TinyCoDesign
Minimal FPGA hardware/software co-design demo with UART protocol, scratchpad memory, and an int8 dot-product accelerator, plus Python/C++ runtimes.
A minimal teaching demo showing how a PC program can send commands over a serial link to an FPGA that runs a small dot-product accelerator.
TinyCoDesign is a teaching demo that shows how to connect a computer program to a piece of programmable hardware (an FPGA — a chip you can configure to do custom tasks). The specific board used is the DaVinci Pro 100T, which contains an Xilinx Artix-7 chip. The goal is deliberately small: show the complete loop from a software command on a PC all the way through to a hardware calculation and back, without the complexity of large AI chips or full-scale deep learning systems.

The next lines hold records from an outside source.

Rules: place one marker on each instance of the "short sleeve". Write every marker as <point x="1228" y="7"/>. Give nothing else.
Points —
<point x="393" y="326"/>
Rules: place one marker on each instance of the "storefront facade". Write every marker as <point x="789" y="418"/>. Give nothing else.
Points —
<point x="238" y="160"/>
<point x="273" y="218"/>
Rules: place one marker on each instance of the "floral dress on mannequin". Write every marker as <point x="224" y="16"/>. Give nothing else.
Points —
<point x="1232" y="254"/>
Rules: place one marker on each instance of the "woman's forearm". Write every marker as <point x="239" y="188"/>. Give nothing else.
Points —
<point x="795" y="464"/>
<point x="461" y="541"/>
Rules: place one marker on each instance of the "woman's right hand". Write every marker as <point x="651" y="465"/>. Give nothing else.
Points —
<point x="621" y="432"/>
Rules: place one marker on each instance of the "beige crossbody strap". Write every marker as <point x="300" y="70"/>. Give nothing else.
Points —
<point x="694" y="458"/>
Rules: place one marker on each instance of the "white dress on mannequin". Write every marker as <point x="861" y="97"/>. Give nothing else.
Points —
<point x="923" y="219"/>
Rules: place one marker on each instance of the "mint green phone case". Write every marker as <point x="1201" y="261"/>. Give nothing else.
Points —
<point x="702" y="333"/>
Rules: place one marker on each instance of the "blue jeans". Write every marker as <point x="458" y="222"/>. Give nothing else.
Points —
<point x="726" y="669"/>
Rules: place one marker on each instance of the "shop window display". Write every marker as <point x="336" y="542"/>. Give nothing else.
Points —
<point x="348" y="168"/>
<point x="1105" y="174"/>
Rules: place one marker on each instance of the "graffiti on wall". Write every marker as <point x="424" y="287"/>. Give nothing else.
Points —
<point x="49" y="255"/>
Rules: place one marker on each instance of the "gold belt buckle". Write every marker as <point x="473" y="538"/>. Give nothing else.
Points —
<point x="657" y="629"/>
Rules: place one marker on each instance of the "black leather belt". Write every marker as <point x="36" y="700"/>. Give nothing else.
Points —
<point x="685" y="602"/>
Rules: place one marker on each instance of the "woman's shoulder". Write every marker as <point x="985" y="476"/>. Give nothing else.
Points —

The hardware side implements a scratchpad memory (a simple scratch space for storing numbers) and a dot-product accelerator, which multiplies two lists of small integers element-by-element and sums the results — a building block of neural-network math. Communication between the PC and the FPGA happens over UART, a basic serial protocol running at 115200 baud, which is the same standard used by many microcontrollers and USB-serial adapters. The software side has two runtimes: one in Python and one in C++, each able to talk to either the real board or a software simulator for testing without hardware.
You would use this project if you are learning FPGA-based hardware acceleration, studying how software and programmable hardware cooperate on a task, or exploring how to send commands over a serial link and get results back. The code is written in Verilog for the hardware description and Python plus C++ for the host software. Vivado (Xilinx's design tool) is required to synthesize and program the hardware.
Where it fits
- Learn how software on a PC communicates with programmable hardware over a serial link.
- Study a minimal example of a hardware dot-product accelerator used in neural-network math.
- Test the full hardware and software workflow using a simulator without owning the FPGA board.
- Explore FPGA hardware and software co-design using Verilog, Python, and C++.